SWCC's Al-Shaqeeq plant in Saudi Arabia operational before set date

The plant meets the increasing demand for desalinated water in the regions of Asir and Jazan

  
Image used for illustrative purposes. Sea water is forced through filters in the Reverse Osmosis building at the Carlsbad Desalination plant in Carlsbad, California, December 14, 2015.

Image used for illustrative purposes. Sea water is forced through filters in the Reverse Osmosis building at the Carlsbad Desalination plant in Carlsbad, California, December 14, 2015.

REUTERS/Earnie Grafton



RIYADH — The Al-Shaqeeq Desalination Plant has become operational and is now feeding 42,500 cubic meters of desalinated water per day to Asir and Jazan.

The recently inaugurated mega development project of the Saline Water Conversion Corporation (SWCC) aims to support its diverse resources and enhance its production capabilities.

The groundwork of the Al-Shaqeeq project was laid in December last year. Completed in only six months, the plant became operational in record time and well ahead of the specified period. In fact, the project was completed in one-third of the specified time.
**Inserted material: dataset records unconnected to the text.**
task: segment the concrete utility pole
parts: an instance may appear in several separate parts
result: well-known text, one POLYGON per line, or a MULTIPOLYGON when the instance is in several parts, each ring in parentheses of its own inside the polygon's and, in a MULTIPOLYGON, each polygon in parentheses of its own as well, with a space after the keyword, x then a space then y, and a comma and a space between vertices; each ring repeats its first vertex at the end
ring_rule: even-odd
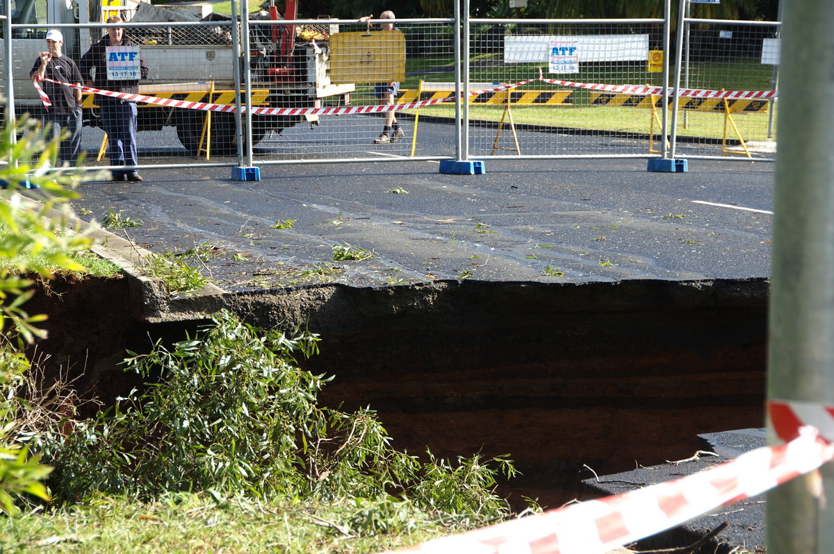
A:
MULTIPOLYGON (((834 405, 834 2, 783 15, 768 397, 834 405)), ((821 497, 813 476, 767 495, 767 554, 834 552, 834 464, 821 474, 821 497)))

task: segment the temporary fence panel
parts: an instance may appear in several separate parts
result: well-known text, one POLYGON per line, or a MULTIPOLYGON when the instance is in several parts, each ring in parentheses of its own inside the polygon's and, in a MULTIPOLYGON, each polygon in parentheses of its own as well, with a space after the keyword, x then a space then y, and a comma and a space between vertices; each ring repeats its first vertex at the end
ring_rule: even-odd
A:
POLYGON ((677 157, 773 159, 779 28, 684 19, 677 157))
MULTIPOLYGON (((407 20, 394 22, 392 29, 384 29, 384 20, 374 18, 275 25, 295 27, 300 38, 297 49, 324 52, 327 65, 319 83, 339 93, 316 89, 310 105, 318 109, 296 116, 306 117, 309 124, 288 126, 262 137, 256 145, 257 162, 454 157, 454 119, 425 124, 416 136, 414 126, 420 107, 416 95, 420 76, 450 79, 454 75, 453 22, 407 20), (304 39, 309 40, 301 42, 304 39)), ((307 71, 312 68, 308 66, 307 71)), ((454 98, 445 103, 454 112, 454 98)))
MULTIPOLYGON (((244 148, 251 142, 256 164, 663 151, 662 20, 474 19, 469 82, 457 84, 454 20, 400 20, 390 32, 379 19, 282 20, 273 8, 250 17, 239 88, 233 39, 239 24, 233 28, 205 7, 172 17, 170 8, 144 2, 125 6, 134 7, 123 10, 131 17, 125 33, 149 68, 139 95, 127 98, 137 102, 140 165, 238 165, 239 137, 244 148), (243 117, 252 118, 251 141, 234 113, 238 102, 245 109, 247 80, 252 113, 243 117), (461 152, 455 115, 462 104, 455 103, 465 89, 468 150, 461 152), (386 128, 392 116, 397 125, 386 128)), ((73 10, 58 12, 13 25, 6 66, 18 111, 43 110, 28 73, 48 28, 63 32, 65 53, 77 62, 104 35, 103 14, 84 14, 96 22, 82 24, 73 22, 73 10)), ((771 159, 778 24, 685 24, 676 156, 771 159), (739 91, 761 94, 731 96, 739 91)), ((87 164, 107 166, 97 107, 105 92, 85 91, 87 164)))
POLYGON ((657 155, 653 97, 592 87, 662 87, 662 20, 515 21, 473 21, 470 79, 511 88, 470 92, 470 156, 657 155))

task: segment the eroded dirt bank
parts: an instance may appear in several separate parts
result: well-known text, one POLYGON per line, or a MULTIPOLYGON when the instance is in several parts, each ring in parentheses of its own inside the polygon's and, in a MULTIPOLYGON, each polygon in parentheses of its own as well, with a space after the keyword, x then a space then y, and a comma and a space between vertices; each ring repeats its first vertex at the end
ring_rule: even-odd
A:
MULTIPOLYGON (((127 280, 83 282, 41 297, 39 349, 103 399, 133 386, 117 367, 148 335, 181 338, 197 322, 141 321, 127 280)), ((579 481, 688 457, 698 433, 763 424, 766 280, 553 285, 443 282, 322 286, 205 298, 257 325, 304 325, 335 378, 320 397, 377 410, 394 444, 442 457, 510 453, 513 494, 555 506, 579 481)))

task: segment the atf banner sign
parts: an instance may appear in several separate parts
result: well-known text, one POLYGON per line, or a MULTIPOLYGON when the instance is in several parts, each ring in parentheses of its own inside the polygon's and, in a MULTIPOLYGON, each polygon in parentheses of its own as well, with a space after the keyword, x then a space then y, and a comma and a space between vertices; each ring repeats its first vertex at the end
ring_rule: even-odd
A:
POLYGON ((579 72, 579 46, 576 42, 551 42, 550 52, 550 72, 579 72))
POLYGON ((138 81, 142 78, 139 47, 108 46, 106 55, 108 81, 138 81))

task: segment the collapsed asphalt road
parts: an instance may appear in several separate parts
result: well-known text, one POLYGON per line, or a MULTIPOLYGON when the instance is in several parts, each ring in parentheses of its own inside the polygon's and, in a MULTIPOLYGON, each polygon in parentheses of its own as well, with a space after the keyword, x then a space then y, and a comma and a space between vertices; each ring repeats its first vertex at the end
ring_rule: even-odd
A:
POLYGON ((432 162, 265 166, 248 182, 227 167, 148 167, 143 182, 84 182, 73 205, 85 219, 112 211, 141 223, 110 230, 156 253, 202 245, 212 254, 203 272, 227 291, 769 275, 772 164, 485 166, 468 176, 440 174, 432 162), (373 257, 336 259, 359 249, 373 257))

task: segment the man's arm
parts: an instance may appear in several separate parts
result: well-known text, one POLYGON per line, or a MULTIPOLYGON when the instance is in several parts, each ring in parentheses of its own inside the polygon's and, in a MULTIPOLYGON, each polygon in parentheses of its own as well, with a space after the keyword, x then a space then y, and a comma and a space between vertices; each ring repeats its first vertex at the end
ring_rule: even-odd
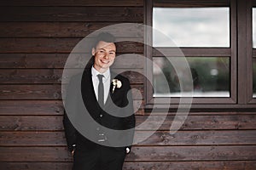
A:
POLYGON ((134 137, 134 128, 135 128, 135 115, 134 115, 134 109, 133 109, 133 99, 132 99, 132 94, 131 90, 130 82, 127 79, 127 100, 125 105, 127 105, 127 108, 125 110, 126 115, 130 115, 129 116, 125 118, 125 129, 133 129, 131 133, 127 135, 127 141, 131 144, 131 145, 126 146, 126 153, 130 153, 131 144, 133 142, 133 137, 134 137))
POLYGON ((63 125, 65 136, 67 143, 67 148, 70 152, 73 152, 76 144, 76 129, 71 123, 66 110, 64 111, 63 125))

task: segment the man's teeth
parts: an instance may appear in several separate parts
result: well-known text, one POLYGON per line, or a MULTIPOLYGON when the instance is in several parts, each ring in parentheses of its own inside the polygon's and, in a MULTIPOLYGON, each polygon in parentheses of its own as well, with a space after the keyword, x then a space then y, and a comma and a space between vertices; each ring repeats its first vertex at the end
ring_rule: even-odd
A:
POLYGON ((105 63, 105 64, 108 64, 108 61, 102 61, 102 63, 105 63))

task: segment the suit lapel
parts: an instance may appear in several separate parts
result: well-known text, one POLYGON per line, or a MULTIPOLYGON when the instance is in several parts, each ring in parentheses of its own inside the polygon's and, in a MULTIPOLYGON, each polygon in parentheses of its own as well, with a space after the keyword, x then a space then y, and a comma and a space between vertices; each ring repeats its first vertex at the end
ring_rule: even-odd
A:
POLYGON ((113 83, 112 83, 112 80, 114 79, 114 77, 117 76, 116 73, 112 72, 110 73, 110 88, 109 88, 109 93, 108 93, 108 96, 107 98, 107 101, 106 104, 104 105, 104 107, 108 107, 109 106, 113 101, 113 98, 114 98, 114 93, 112 92, 113 90, 113 83))
POLYGON ((88 111, 94 112, 94 111, 96 111, 95 110, 99 110, 100 106, 98 105, 98 102, 97 102, 97 99, 96 99, 96 97, 95 94, 92 79, 91 79, 90 69, 85 69, 83 73, 82 82, 81 82, 81 91, 82 91, 82 96, 83 96, 83 99, 84 99, 85 107, 88 110, 88 110, 88 111))

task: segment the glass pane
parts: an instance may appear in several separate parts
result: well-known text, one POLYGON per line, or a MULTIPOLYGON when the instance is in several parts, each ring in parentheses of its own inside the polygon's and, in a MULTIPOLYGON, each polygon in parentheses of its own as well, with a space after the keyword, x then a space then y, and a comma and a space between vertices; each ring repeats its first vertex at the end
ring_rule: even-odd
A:
MULTIPOLYGON (((179 60, 177 57, 176 59, 179 60)), ((186 59, 191 71, 193 88, 186 87, 186 83, 183 83, 183 92, 181 94, 180 82, 184 82, 183 79, 188 76, 183 71, 177 72, 167 58, 154 58, 154 63, 157 65, 154 65, 153 68, 154 97, 230 96, 230 59, 228 57, 187 57, 186 59), (165 85, 166 82, 167 82, 167 86, 165 85), (194 91, 191 93, 191 90, 188 89, 194 89, 194 91)))
POLYGON ((154 47, 230 47, 229 8, 153 8, 154 47))
POLYGON ((256 48, 256 8, 253 8, 253 47, 256 48))
POLYGON ((253 97, 256 98, 256 59, 253 59, 253 97))

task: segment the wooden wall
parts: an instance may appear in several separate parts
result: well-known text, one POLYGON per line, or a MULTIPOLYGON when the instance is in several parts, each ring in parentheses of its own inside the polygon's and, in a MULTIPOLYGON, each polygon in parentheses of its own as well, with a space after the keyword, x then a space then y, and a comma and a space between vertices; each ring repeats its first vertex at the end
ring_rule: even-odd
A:
MULTIPOLYGON (((0 169, 71 169, 61 94, 68 54, 99 28, 143 24, 143 1, 3 0, 0 5, 0 169)), ((124 54, 144 50, 133 42, 120 48, 124 54)), ((133 62, 129 69, 143 72, 144 64, 133 62)), ((119 63, 116 69, 126 67, 119 63)), ((142 76, 126 76, 133 88, 143 90, 142 76)), ((135 97, 134 102, 140 99, 135 97)), ((132 148, 124 170, 256 169, 255 112, 193 111, 171 135, 174 114, 132 148)), ((148 115, 140 109, 137 123, 148 115)))

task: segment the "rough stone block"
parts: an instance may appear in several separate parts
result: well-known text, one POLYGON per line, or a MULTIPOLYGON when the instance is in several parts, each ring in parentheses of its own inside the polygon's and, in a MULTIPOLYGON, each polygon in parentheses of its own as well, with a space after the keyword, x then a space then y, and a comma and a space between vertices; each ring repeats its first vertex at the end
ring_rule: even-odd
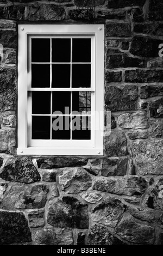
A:
POLYGON ((129 37, 131 35, 131 29, 129 23, 106 23, 106 36, 129 37))
POLYGON ((95 182, 93 189, 112 194, 139 197, 145 192, 148 183, 141 177, 108 178, 95 182))
POLYGON ((0 173, 0 178, 9 181, 33 183, 41 179, 30 157, 10 157, 0 173))
POLYGON ((126 206, 118 199, 106 198, 92 209, 92 221, 115 228, 121 220, 126 206))
POLYGON ((71 197, 51 200, 47 222, 58 228, 88 228, 87 205, 71 197))
POLYGON ((141 175, 163 173, 162 140, 134 142, 133 150, 141 175))
POLYGON ((163 70, 136 69, 125 71, 125 82, 130 83, 160 83, 163 82, 163 70))
POLYGON ((28 222, 21 212, 0 212, 0 245, 30 242, 28 222))
POLYGON ((82 168, 66 168, 59 174, 61 189, 67 194, 78 194, 92 185, 91 176, 82 168))
POLYGON ((137 98, 136 86, 105 88, 105 104, 110 111, 136 110, 137 98))

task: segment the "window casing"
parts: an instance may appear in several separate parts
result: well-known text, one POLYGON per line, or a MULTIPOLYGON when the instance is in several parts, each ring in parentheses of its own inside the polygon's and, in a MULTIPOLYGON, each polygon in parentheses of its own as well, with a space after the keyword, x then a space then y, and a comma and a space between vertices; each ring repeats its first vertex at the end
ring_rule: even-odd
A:
POLYGON ((18 74, 17 154, 103 155, 103 25, 18 25, 18 74))

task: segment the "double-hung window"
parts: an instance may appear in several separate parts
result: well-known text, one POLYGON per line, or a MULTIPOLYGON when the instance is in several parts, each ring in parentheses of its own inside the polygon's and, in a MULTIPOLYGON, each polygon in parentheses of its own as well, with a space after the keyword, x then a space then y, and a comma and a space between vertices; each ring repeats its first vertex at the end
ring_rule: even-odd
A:
POLYGON ((103 25, 18 25, 18 155, 103 155, 103 25))

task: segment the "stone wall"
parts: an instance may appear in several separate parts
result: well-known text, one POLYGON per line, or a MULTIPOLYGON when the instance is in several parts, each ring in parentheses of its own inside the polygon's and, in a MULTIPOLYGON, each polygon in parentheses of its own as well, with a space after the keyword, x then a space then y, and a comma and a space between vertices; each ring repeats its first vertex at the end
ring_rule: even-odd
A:
MULTIPOLYGON (((0 1, 0 244, 163 244, 163 2, 0 1), (17 157, 17 23, 105 24, 103 157, 17 157)), ((103 85, 101 85, 103 86, 103 85)))

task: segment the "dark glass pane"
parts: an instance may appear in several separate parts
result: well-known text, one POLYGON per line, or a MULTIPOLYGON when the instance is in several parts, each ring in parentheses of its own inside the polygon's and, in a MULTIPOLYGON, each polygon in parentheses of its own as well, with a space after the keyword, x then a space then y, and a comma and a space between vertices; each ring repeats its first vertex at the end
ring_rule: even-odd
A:
POLYGON ((91 139, 91 117, 73 117, 72 139, 91 139))
POLYGON ((50 62, 51 39, 33 39, 32 44, 32 62, 50 62))
POLYGON ((70 113, 70 92, 54 92, 53 93, 52 102, 52 113, 54 111, 60 111, 63 114, 69 114, 70 113), (66 107, 66 109, 65 109, 65 107, 66 107))
POLYGON ((50 117, 32 117, 32 139, 49 139, 50 117))
POLYGON ((70 139, 70 117, 52 118, 52 139, 70 139))
POLYGON ((91 39, 79 38, 72 39, 72 62, 91 62, 91 39))
POLYGON ((70 65, 53 65, 52 87, 70 87, 70 65))
POLYGON ((32 87, 36 88, 50 87, 50 65, 32 65, 32 87))
POLYGON ((71 39, 52 39, 52 62, 70 62, 71 39))
POLYGON ((72 87, 90 87, 91 64, 72 65, 72 87))
MULTIPOLYGON (((72 111, 78 111, 79 114, 90 114, 91 112, 91 92, 73 92, 72 111)), ((76 114, 76 113, 74 113, 76 114)))
POLYGON ((32 113, 51 114, 50 92, 32 92, 32 113))

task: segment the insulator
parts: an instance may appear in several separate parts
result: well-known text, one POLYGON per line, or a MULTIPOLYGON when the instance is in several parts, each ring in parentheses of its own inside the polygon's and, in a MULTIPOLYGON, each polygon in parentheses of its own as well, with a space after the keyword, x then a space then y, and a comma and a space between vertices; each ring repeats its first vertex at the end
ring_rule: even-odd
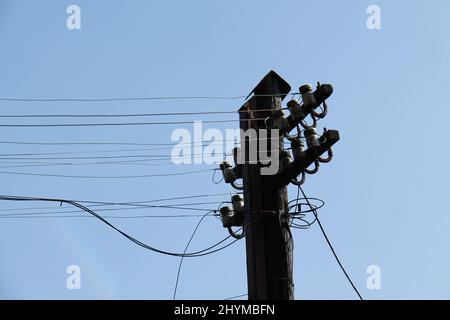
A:
POLYGON ((231 203, 233 204, 233 210, 243 211, 244 210, 244 199, 238 194, 231 197, 231 203))
POLYGON ((233 225, 234 212, 230 209, 230 207, 220 208, 220 217, 222 218, 222 225, 224 228, 228 228, 233 225))
POLYGON ((291 154, 287 150, 281 151, 280 159, 281 159, 281 163, 282 163, 283 168, 289 166, 289 164, 292 163, 291 154))
POLYGON ((299 137, 291 139, 291 149, 294 159, 299 159, 305 150, 305 144, 299 137))
POLYGON ((289 108, 289 112, 292 114, 292 117, 295 120, 303 119, 305 114, 303 113, 302 107, 297 100, 291 100, 287 103, 287 107, 289 108))
POLYGON ((232 183, 236 181, 236 174, 228 161, 224 161, 220 164, 220 170, 222 170, 223 180, 226 183, 232 183))
POLYGON ((305 129, 304 133, 306 138, 306 145, 308 148, 320 147, 320 136, 317 134, 317 130, 313 127, 305 129))
POLYGON ((233 150, 231 150, 231 152, 233 153, 234 164, 237 165, 238 163, 241 163, 240 162, 241 148, 234 147, 233 150))
POLYGON ((310 84, 305 84, 299 89, 302 95, 303 104, 306 106, 315 106, 317 104, 316 97, 312 91, 312 86, 310 84))

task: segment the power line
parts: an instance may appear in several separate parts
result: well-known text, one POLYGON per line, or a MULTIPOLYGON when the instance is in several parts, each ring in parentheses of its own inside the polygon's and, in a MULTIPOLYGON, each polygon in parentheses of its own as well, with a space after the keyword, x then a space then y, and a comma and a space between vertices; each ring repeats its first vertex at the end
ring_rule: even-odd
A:
MULTIPOLYGON (((283 108, 286 110, 286 108, 283 108)), ((258 110, 271 111, 271 109, 258 110)), ((183 112, 152 112, 152 113, 91 113, 91 114, 7 114, 0 115, 0 118, 141 118, 160 116, 192 116, 192 115, 222 115, 251 112, 251 110, 238 111, 183 111, 183 112)))
POLYGON ((178 281, 180 280, 180 273, 181 273, 181 267, 182 267, 182 265, 183 265, 184 254, 186 254, 186 252, 187 252, 187 250, 188 250, 188 248, 189 248, 189 245, 191 244, 191 241, 192 241, 192 239, 194 238, 195 233, 196 233, 197 230, 198 230, 198 227, 200 226, 200 224, 202 223, 202 221, 208 216, 208 214, 210 214, 211 212, 212 212, 212 211, 208 211, 206 214, 203 215, 203 217, 200 218, 200 220, 198 221, 197 225, 195 226, 194 231, 192 232, 192 234, 191 234, 191 236, 190 236, 190 238, 189 238, 189 240, 188 240, 188 242, 187 242, 187 244, 186 244, 186 247, 184 248, 183 256, 181 257, 180 263, 179 263, 179 265, 178 265, 177 277, 176 277, 176 280, 175 280, 175 288, 173 289, 173 300, 175 300, 175 298, 176 298, 176 296, 177 296, 178 281))
MULTIPOLYGON (((264 120, 264 119, 253 119, 264 120)), ((202 123, 230 123, 239 120, 202 120, 202 123)), ((52 123, 52 124, 0 124, 1 128, 55 128, 55 127, 105 127, 192 124, 195 121, 116 122, 116 123, 52 123)))
MULTIPOLYGON (((118 210, 139 210, 139 209, 176 209, 176 210, 190 210, 190 211, 208 211, 211 209, 207 208, 198 208, 198 207, 190 207, 194 205, 203 205, 203 204, 216 204, 218 202, 196 202, 196 203, 180 203, 180 204, 173 204, 173 205, 148 205, 148 204, 129 204, 128 206, 131 206, 129 208, 99 208, 96 209, 97 212, 99 211, 118 211, 118 210)), ((92 205, 91 207, 103 207, 105 205, 92 205)), ((126 206, 126 205, 122 205, 126 206)), ((27 210, 42 210, 43 208, 36 208, 36 209, 27 209, 27 210)), ((50 209, 59 209, 59 207, 51 207, 50 209)), ((16 209, 20 210, 20 209, 16 209)), ((8 209, 2 209, 0 211, 12 211, 8 209)), ((25 212, 25 213, 6 213, 6 214, 0 214, 0 218, 2 217, 18 217, 18 216, 34 216, 34 215, 56 215, 56 214, 68 214, 68 213, 79 213, 79 210, 69 210, 69 211, 53 211, 53 212, 25 212)), ((89 217, 89 216, 85 216, 89 217)))
POLYGON ((339 257, 336 254, 336 251, 333 248, 333 245, 330 242, 330 239, 328 238, 322 223, 319 220, 319 216, 317 214, 316 209, 311 205, 311 203, 309 202, 308 197, 306 196, 305 192, 303 191, 303 188, 299 185, 298 188, 300 189, 301 193, 303 194, 303 197, 305 198, 306 202, 308 203, 308 206, 311 208, 312 212, 314 213, 315 217, 316 217, 316 221, 317 224, 319 225, 320 231, 322 231, 322 234, 328 244, 328 246, 330 247, 331 252, 333 253, 334 258, 336 259, 337 263, 339 264, 339 267, 341 268, 342 272, 344 273, 345 277, 347 278, 348 282, 350 283, 350 285, 352 286, 353 290, 356 292, 356 294, 358 295, 360 300, 363 300, 361 294, 359 293, 358 289, 356 288, 355 284, 353 283, 352 279, 350 278, 349 274, 347 273, 347 271, 345 270, 344 266, 342 265, 339 257))
POLYGON ((244 293, 244 294, 240 294, 238 296, 233 296, 233 297, 229 297, 229 298, 225 298, 224 300, 233 300, 233 299, 238 299, 238 298, 243 298, 248 296, 248 293, 244 293))
MULTIPOLYGON (((288 95, 286 93, 285 95, 288 95)), ((298 94, 290 93, 294 96, 298 94)), ((275 94, 255 94, 257 97, 278 96, 275 94)), ((8 98, 0 97, 0 101, 9 102, 114 102, 114 101, 150 101, 150 100, 237 100, 249 96, 160 96, 160 97, 116 97, 116 98, 8 98)))
POLYGON ((128 175, 128 176, 81 176, 81 175, 13 172, 13 171, 0 171, 0 174, 55 177, 55 178, 74 178, 74 179, 134 179, 134 178, 182 176, 182 175, 195 174, 195 173, 201 173, 201 172, 211 172, 214 170, 217 170, 217 169, 203 169, 203 170, 193 170, 193 171, 185 171, 185 172, 177 172, 177 173, 154 173, 154 174, 128 175))
POLYGON ((226 245, 218 247, 222 243, 224 243, 225 241, 230 239, 231 236, 228 236, 225 239, 215 243, 214 245, 212 245, 212 246, 210 246, 210 247, 208 247, 206 249, 200 250, 200 251, 190 252, 190 253, 174 253, 174 252, 169 252, 169 251, 164 251, 164 250, 161 250, 161 249, 157 249, 155 247, 149 246, 149 245, 147 245, 147 244, 137 240, 136 238, 132 237, 131 235, 127 234, 126 232, 122 231, 121 229, 119 229, 116 226, 114 226, 113 224, 111 224, 109 221, 107 221, 105 218, 103 218, 102 216, 100 216, 97 213, 95 213, 93 210, 89 209, 88 207, 83 206, 82 204, 80 204, 78 202, 72 201, 72 200, 54 199, 54 198, 22 197, 22 196, 6 196, 6 195, 0 195, 0 200, 9 200, 9 201, 47 201, 47 202, 56 202, 56 203, 67 203, 69 205, 77 207, 77 208, 79 208, 79 209, 89 213, 90 215, 96 217, 101 222, 103 222, 106 225, 108 225, 111 229, 117 231, 122 236, 124 236, 125 238, 127 238, 131 242, 137 244, 138 246, 143 247, 143 248, 145 248, 147 250, 156 252, 156 253, 169 255, 169 256, 175 256, 175 257, 183 257, 183 256, 184 257, 201 257, 201 256, 205 256, 205 255, 209 255, 209 254, 221 251, 221 250, 229 247, 230 245, 234 244, 237 241, 237 240, 234 240, 234 241, 232 241, 232 242, 230 242, 230 243, 228 243, 226 245))

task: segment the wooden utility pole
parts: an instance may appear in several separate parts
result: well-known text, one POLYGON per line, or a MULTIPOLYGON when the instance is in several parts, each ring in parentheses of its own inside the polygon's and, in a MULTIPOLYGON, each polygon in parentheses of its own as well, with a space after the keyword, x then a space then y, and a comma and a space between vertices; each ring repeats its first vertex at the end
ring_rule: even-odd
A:
POLYGON ((318 83, 313 91, 310 85, 301 86, 302 103, 289 101, 290 115, 284 117, 281 101, 290 90, 290 85, 274 71, 259 82, 239 109, 241 151, 233 151, 235 167, 227 161, 220 165, 224 181, 244 190, 243 200, 233 196, 233 209, 222 207, 220 211, 223 226, 233 237, 241 238, 231 227, 244 228, 241 236, 245 235, 246 241, 249 300, 294 299, 290 219, 299 217, 301 212, 297 208, 288 212, 287 186, 301 185, 306 173, 314 174, 320 162, 330 162, 331 147, 339 141, 336 130, 324 129, 321 136, 316 130, 318 119, 327 114, 325 100, 333 93, 333 87, 318 83), (317 113, 315 109, 321 105, 323 110, 317 113), (304 121, 308 116, 313 119, 310 126, 304 121), (303 133, 290 136, 289 132, 299 125, 305 129, 303 133), (291 142, 293 158, 284 150, 284 138, 291 142), (321 157, 325 152, 328 158, 321 157), (315 164, 315 169, 308 169, 311 164, 315 164), (240 178, 242 187, 235 183, 240 178))
MULTIPOLYGON (((270 110, 280 109, 281 100, 290 91, 289 84, 275 72, 269 72, 253 89, 254 94, 239 110, 241 129, 267 129, 262 120, 270 110), (263 110, 263 111, 261 111, 263 110)), ((270 134, 267 135, 270 137, 270 134)), ((270 140, 269 140, 270 141, 270 140)), ((249 141, 241 146, 250 150, 249 141)), ((271 149, 270 143, 268 149, 271 149)), ((283 137, 279 137, 279 152, 283 151, 283 137)), ((282 217, 287 207, 287 189, 273 183, 273 176, 261 175, 259 164, 243 164, 244 225, 247 249, 247 282, 249 300, 294 299, 292 275, 293 240, 288 221, 282 217)))

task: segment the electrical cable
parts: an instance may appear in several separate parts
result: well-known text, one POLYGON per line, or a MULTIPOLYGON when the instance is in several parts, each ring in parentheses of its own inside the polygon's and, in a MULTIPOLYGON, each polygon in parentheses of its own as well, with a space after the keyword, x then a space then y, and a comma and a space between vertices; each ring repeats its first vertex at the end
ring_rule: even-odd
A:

“Al-Shaqeeq” is one of nine new plants with modern technologies set up on the Red Sea coast designed to meet the needs of various regions and cities of the Kingdom, within the ambit of its sustainable water development, and its persistent plans to achieve the goals of the Kingdom’s Vision 2030. It as a pioneering industrial entity in the desalination industry, and an effective contributor to the national economy and comprehensive development, Saudi Press Agency (SPA) said Tuesday.

The new desalination plant operates is based on the Reverse Osmosis (RO) technology, with a production capacity of 42,500 cubic meters of desalinated water per day. It meets the increasing demand for desalinated water in the regions of Asir and Jazan.

This is in addition to achieving a new record in the low consumption of electricity at the rate of 3 KW/cubic meter, which is a record figure for desalination plants operating with Reverse Osmosis (RO) technology. It demonstrates the superb ability of desalination to utilize the scientific research and its applications to upgrade production units, energy efficiency, and development of desalination plants.

The SWCC has replaced the marine filtering system with a self-filtering system as it uses the ‘Variable Speed Motors’ technology in all engines operating in the project. Also. it is using high-quality water analysis equipment and devices for measuring the Silt Density Index (SDI) automatically, and linking it to the distribution control system.